Large Language ModelAI
A deep-learning model trained on huge volumes of text to predict the next token given the previous ones. Scaling next-token prediction to billions of parameters yields the chat-like behaviour of ChatGPT, Claude, and Gemini. Capabilities are bounded by training data and the context window.
e.g. Claude is an LLM — it reads your message as tokens and generates a response one token at a time.
Machine LearningML
A subset of AI where the system learns patterns from data instead of following hand-written rules. The output is a model — a set of learned numbers that maps inputs to outputs. Spam filters, recommendation systems, and credit-risk scorers are classical ML.
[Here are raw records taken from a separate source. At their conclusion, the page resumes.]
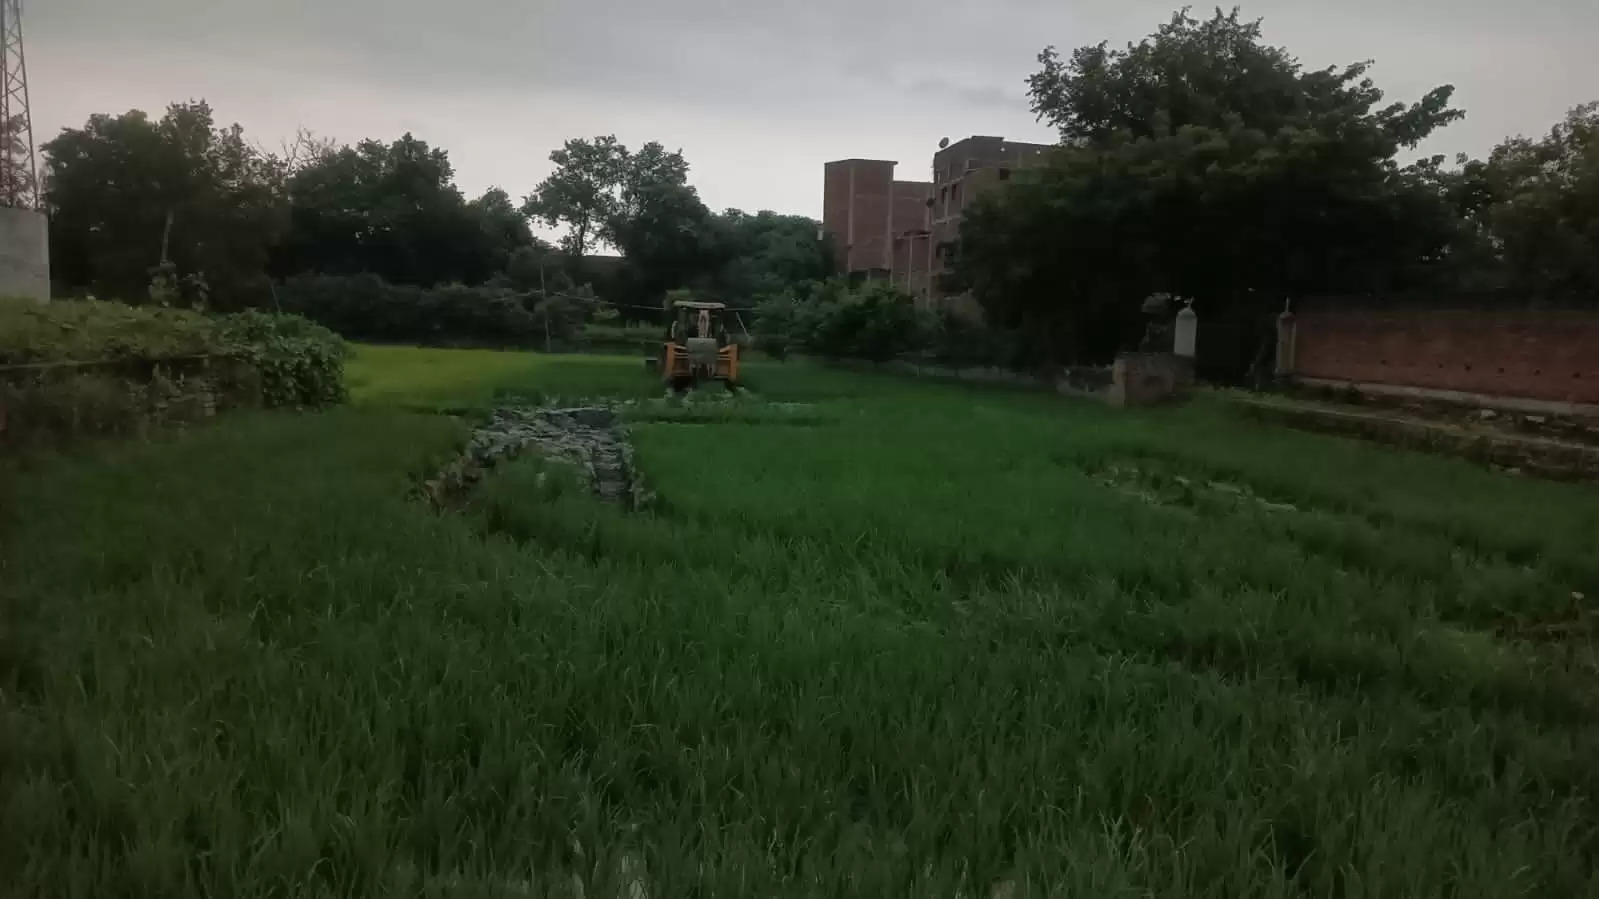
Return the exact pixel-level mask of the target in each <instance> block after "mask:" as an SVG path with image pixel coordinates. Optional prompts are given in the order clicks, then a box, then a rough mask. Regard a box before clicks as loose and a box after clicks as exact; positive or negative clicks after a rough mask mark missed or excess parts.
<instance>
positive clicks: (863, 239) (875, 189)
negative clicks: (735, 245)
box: [822, 136, 1049, 310]
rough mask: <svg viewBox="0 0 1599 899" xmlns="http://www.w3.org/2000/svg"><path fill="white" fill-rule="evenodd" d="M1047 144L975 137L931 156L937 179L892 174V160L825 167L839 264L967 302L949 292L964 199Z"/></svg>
mask: <svg viewBox="0 0 1599 899" xmlns="http://www.w3.org/2000/svg"><path fill="white" fill-rule="evenodd" d="M1047 149H1049V146H1047V144H1020V142H1014V141H1006V139H1004V138H987V136H974V138H966V139H964V141H959V142H956V144H950V146H947V147H943V149H940V150H939V152H937V154H934V157H932V181H895V179H894V166H895V165H899V163H895V162H889V160H862V158H851V160H838V162H830V163H827V166H825V168H823V184H822V227H823V229H827V230H828V232H830V234H831V235H833V246H835V248H836V256H838V270H839V272H844V274H849V275H851V277H857V278H886V280H889V282H892V283H894V285H895V286H899V288H902V290H903V291H905V293H908V294H911V296H915V298H916V302H918V304H921V306H924V307H929V309H932V307H940V306H956V307H961V309H966V310H971V309H972V307H971V304H969V302H959V299H958V298H945V296H943V294H942V291H940V290H939V277H940V275H942V274H943V272H945V270H947V269H948V264H950V258H951V254H953V251H955V242H956V240H958V238H959V230H961V216H963V213H964V210H966V206H967V205H969V203H971V202H972V200H975V198H977V197H979V195H980V194H982V192H983V190H987V189H990V187H993V186H995V184H999V182H1003V181H1007V179H1009V178H1011V171H1012V170H1015V168H1020V166H1025V165H1031V163H1035V162H1038V160H1039V158H1041V155H1043V152H1044V150H1047Z"/></svg>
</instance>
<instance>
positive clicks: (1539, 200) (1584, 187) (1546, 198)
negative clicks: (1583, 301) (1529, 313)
mask: <svg viewBox="0 0 1599 899" xmlns="http://www.w3.org/2000/svg"><path fill="white" fill-rule="evenodd" d="M1465 178H1466V179H1468V189H1469V187H1477V189H1479V190H1481V194H1482V200H1485V202H1481V203H1479V205H1477V211H1479V219H1477V221H1479V222H1481V226H1482V229H1484V232H1485V235H1487V237H1490V238H1492V242H1493V245H1495V246H1498V248H1501V256H1503V264H1505V269H1506V275H1508V278H1506V280H1508V283H1509V285H1514V286H1521V288H1529V290H1533V291H1540V293H1557V294H1565V296H1578V298H1586V299H1588V301H1593V299H1594V298H1599V102H1591V104H1586V106H1580V107H1577V109H1573V110H1570V114H1567V117H1565V120H1564V122H1561V123H1557V125H1556V126H1554V128H1553V130H1551V131H1549V134H1548V136H1545V138H1543V139H1538V141H1530V139H1527V138H1514V139H1509V141H1505V142H1503V144H1500V146H1498V147H1495V149H1493V154H1492V155H1490V157H1489V160H1487V163H1469V165H1468V166H1466V173H1465Z"/></svg>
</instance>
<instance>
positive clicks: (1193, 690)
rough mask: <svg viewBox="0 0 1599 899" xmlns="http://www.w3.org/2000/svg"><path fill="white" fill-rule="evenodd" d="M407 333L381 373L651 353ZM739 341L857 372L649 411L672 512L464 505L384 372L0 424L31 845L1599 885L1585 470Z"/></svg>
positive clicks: (950, 894) (11, 603)
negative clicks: (1124, 400) (926, 377)
mask: <svg viewBox="0 0 1599 899" xmlns="http://www.w3.org/2000/svg"><path fill="white" fill-rule="evenodd" d="M360 352H361V354H363V355H365V354H366V352H368V350H366V349H365V347H363V349H361V350H360ZM377 354H379V355H381V357H382V358H384V362H385V365H384V368H382V371H366V374H371V376H373V382H371V384H369V387H371V400H373V403H376V400H379V398H382V400H385V402H389V403H397V405H408V403H414V402H417V398H419V397H427V398H429V400H430V402H432V400H437V403H441V405H448V403H477V402H492V395H491V394H492V392H494V390H508V392H520V394H521V395H539V394H544V392H558V394H561V395H568V397H582V395H590V397H592V395H627V390H636V389H640V387H643V389H651V387H652V386H651V379H649V378H646V376H644V374H643V373H641V371H640V366H638V363H636V358H627V360H592V358H576V360H574V358H555V357H539V355H532V354H491V352H481V350H464V352H454V350H409V349H397V347H382V349H379V350H377ZM451 360H461V362H451ZM357 362H360V360H357ZM473 371H475V373H478V374H480V378H465V373H473ZM379 374H384V376H387V378H379ZM579 374H587V378H579ZM457 378H462V379H459V381H457ZM750 379H752V384H755V387H756V392H758V394H760V395H763V397H766V398H769V400H772V402H774V403H772V405H777V403H776V400H792V402H801V403H807V405H809V406H812V408H811V414H814V416H815V418H825V419H827V421H825V422H820V424H807V426H795V424H782V422H779V421H776V419H774V421H744V422H739V424H708V422H707V424H692V426H688V424H678V422H673V421H670V416H664V418H667V419H668V421H660V422H652V421H633V422H632V424H630V429H632V437H633V443H635V448H636V451H638V454H636V459H638V464H640V467H641V469H643V470H644V472H646V475H648V478H649V485H651V488H652V489H656V491H657V493H659V504H657V510H654V512H649V513H624V512H619V510H616V509H611V507H606V505H601V504H596V502H593V501H592V497H588V496H585V494H584V493H582V491H580V489H571V486H572V485H571V481H566V483H563V485H561V486H563V488H564V489H558V488H556V486H555V485H553V481H552V480H550V478H539V477H537V475H539V470H537V469H536V465H534V464H531V462H526V464H513V465H508V467H505V469H504V470H496V472H494V473H492V475H489V480H488V483H484V485H481V489H480V491H478V493H477V494H475V496H477V501H475V502H473V505H472V507H470V509H467V510H465V512H462V513H446V515H440V513H437V512H433V510H432V509H429V507H427V505H425V504H422V502H419V501H417V499H416V497H414V496H413V489H414V486H416V483H417V480H419V478H422V477H427V473H430V472H435V470H438V465H441V464H443V461H445V459H448V457H451V456H453V454H454V453H456V451H457V450H459V446H461V443H462V440H464V437H465V434H464V426H462V424H461V422H459V421H457V419H453V418H448V416H422V414H408V413H405V411H398V410H395V408H392V406H385V405H366V406H363V408H353V410H334V411H329V413H328V414H318V416H277V414H273V416H265V414H262V416H248V414H246V416H235V418H232V419H230V421H225V422H222V426H221V427H209V429H197V430H195V432H192V434H184V435H179V437H177V438H174V440H163V442H158V443H150V445H134V446H123V448H117V450H115V451H107V453H94V454H78V456H69V457H59V459H46V461H43V462H40V464H34V465H30V467H27V469H16V470H13V469H5V470H0V496H3V502H0V569H3V571H5V582H3V593H5V601H3V603H0V624H3V627H0V685H3V686H5V702H6V713H5V715H3V717H0V728H3V729H0V745H5V747H6V752H3V753H0V782H3V784H5V785H6V789H5V790H0V827H3V832H5V833H6V840H3V841H0V870H8V872H13V873H10V875H8V883H13V888H11V889H13V891H16V893H22V894H74V896H107V894H125V893H131V894H149V896H238V897H264V896H285V894H289V896H333V894H337V896H345V894H350V896H376V894H382V896H462V894H467V896H513V894H532V896H577V894H584V896H646V894H648V896H660V897H668V896H771V897H788V896H939V897H951V896H969V897H990V899H995V897H999V896H1015V897H1023V896H1051V894H1059V896H1346V894H1354V893H1359V894H1362V896H1420V897H1444V896H1538V897H1564V896H1585V894H1589V893H1591V891H1593V889H1591V886H1593V883H1594V872H1596V862H1599V859H1596V853H1594V817H1593V803H1594V800H1596V797H1599V773H1596V769H1594V765H1593V758H1594V753H1596V752H1599V726H1596V720H1599V718H1596V717H1594V713H1593V712H1594V709H1593V704H1594V677H1596V667H1594V649H1593V627H1594V621H1593V614H1591V613H1593V609H1591V606H1585V605H1583V603H1581V601H1575V600H1573V598H1572V592H1573V590H1577V592H1581V590H1586V595H1588V597H1589V598H1591V597H1593V590H1591V585H1593V584H1594V582H1596V581H1599V568H1596V565H1599V560H1596V558H1594V555H1593V542H1594V533H1596V531H1594V528H1596V526H1599V521H1596V509H1599V502H1596V496H1594V489H1593V488H1591V486H1575V485H1551V483H1540V481H1535V480H1529V478H1513V477H1505V475H1497V473H1492V472H1484V470H1477V469H1473V467H1469V465H1466V464H1461V462H1458V461H1450V459H1438V457H1426V456H1417V454H1409V453H1394V451H1386V450H1383V448H1378V446H1370V445H1362V443H1356V442H1346V440H1332V438H1324V437H1316V435H1308V434H1297V432H1289V430H1279V429H1271V427H1263V426H1258V424H1254V422H1247V421H1238V419H1236V418H1233V416H1231V414H1228V413H1226V411H1225V410H1222V408H1218V406H1217V405H1212V403H1207V402H1202V400H1201V402H1194V403H1191V405H1188V406H1185V408H1180V410H1166V411H1161V413H1116V411H1111V410H1103V408H1099V406H1094V405H1087V403H1071V402H1063V400H1059V398H1051V397H1038V395H1020V394H1012V392H1007V390H998V389H980V390H979V389H959V387H951V386H939V384H927V382H918V381H905V379H894V378H873V376H860V374H847V373H838V371H827V370H817V368H811V366H806V365H793V363H790V365H784V366H777V365H760V363H756V365H752V371H750ZM441 387H443V390H441V392H438V394H432V390H438V389H441ZM707 421H708V419H707ZM1212 485H1218V486H1212ZM1223 486H1225V488H1230V489H1222V488H1223ZM1255 497H1262V499H1270V502H1273V504H1274V505H1276V509H1268V507H1265V505H1263V504H1262V502H1257V501H1255ZM1287 505H1292V509H1286V507H1287ZM1548 625H1553V627H1556V629H1562V630H1545V627H1548Z"/></svg>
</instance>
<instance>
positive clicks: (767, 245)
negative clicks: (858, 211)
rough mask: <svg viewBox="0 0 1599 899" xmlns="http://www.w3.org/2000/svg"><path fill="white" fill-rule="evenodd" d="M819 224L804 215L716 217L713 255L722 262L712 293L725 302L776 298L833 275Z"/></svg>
mask: <svg viewBox="0 0 1599 899" xmlns="http://www.w3.org/2000/svg"><path fill="white" fill-rule="evenodd" d="M819 230H820V224H819V222H817V221H815V219H811V218H806V216H784V214H777V213H772V211H769V210H763V211H760V213H755V214H748V213H745V211H742V210H728V211H726V213H723V214H720V216H716V221H715V240H716V242H718V246H716V248H715V254H716V256H720V258H721V259H723V262H721V267H720V270H718V272H716V274H715V278H713V280H715V286H713V293H716V294H720V296H723V298H728V299H729V301H750V299H758V298H766V296H774V294H780V293H784V291H787V290H790V288H793V286H795V285H799V283H804V282H820V280H827V278H828V277H830V275H831V274H833V256H831V248H830V246H828V245H827V242H825V240H822V238H819V237H817V232H819Z"/></svg>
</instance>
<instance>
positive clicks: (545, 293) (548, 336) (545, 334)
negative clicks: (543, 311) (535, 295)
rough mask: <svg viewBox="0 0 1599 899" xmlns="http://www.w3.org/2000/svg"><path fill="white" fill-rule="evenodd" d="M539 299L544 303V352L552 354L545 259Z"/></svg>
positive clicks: (549, 305) (540, 288) (542, 267)
mask: <svg viewBox="0 0 1599 899" xmlns="http://www.w3.org/2000/svg"><path fill="white" fill-rule="evenodd" d="M539 298H540V301H542V302H544V352H545V355H548V354H550V291H548V288H545V286H544V259H539Z"/></svg>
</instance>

e.g. Gmail's spam filter learns which emails you mark as junk and updates its model — that's machine learning, not a rule someone wrote.
ModelML
In ML, a model is a file of learned numbers (parameters or weights) plus an architecture that tells the program how to use them. Loading a model means reading those numbers; running it means doing arithmetic with them.
Neural NetworkDL
A model architecture loosely inspired by neurons in the brain — in practice, a stack of matrix multiplications with non-linear functions between them. Deep learning is what you get when you stack many layers of these and train them on a lot of data.
ParametersML
The individual learned numbers inside a model. "7B parameters" means 7 billion of them. More parameters generally means more capacity, more memory needed, and slower inference.
Reinforcement LearningML
ML where an agent takes actions, gets rewards, and learns a policy that maximises long-run reward. Behind AlphaGo and a key part of how modern LLMs are tuned to be helpful (RLHF).
Supervised LearningML
The most common flavour of ML: you give the model labelled examples (input → correct output) and it learns the mapping. Spam classification, fraud detection, image recognition — all supervised.
TrainingML
The expensive one-time process of running a learning algorithm over data until the models parameters settle into useful values. Frontier-model training costs $100M+ and tens of thousands of GPUs.
TransformerDL
The neural-network architecture every modern LLM is built on. Introduced by Google in the 2017 paper "Attention Is All You Need". GPT, Claude, Gemini, Llama, Mistral — all transformers.
Unsupervised LearningML
ML without labels. The model finds structure in the data on its own — clusters, anomalies, or representations. Used for customer segmentation, anomaly detection, and the pre-training step of large models.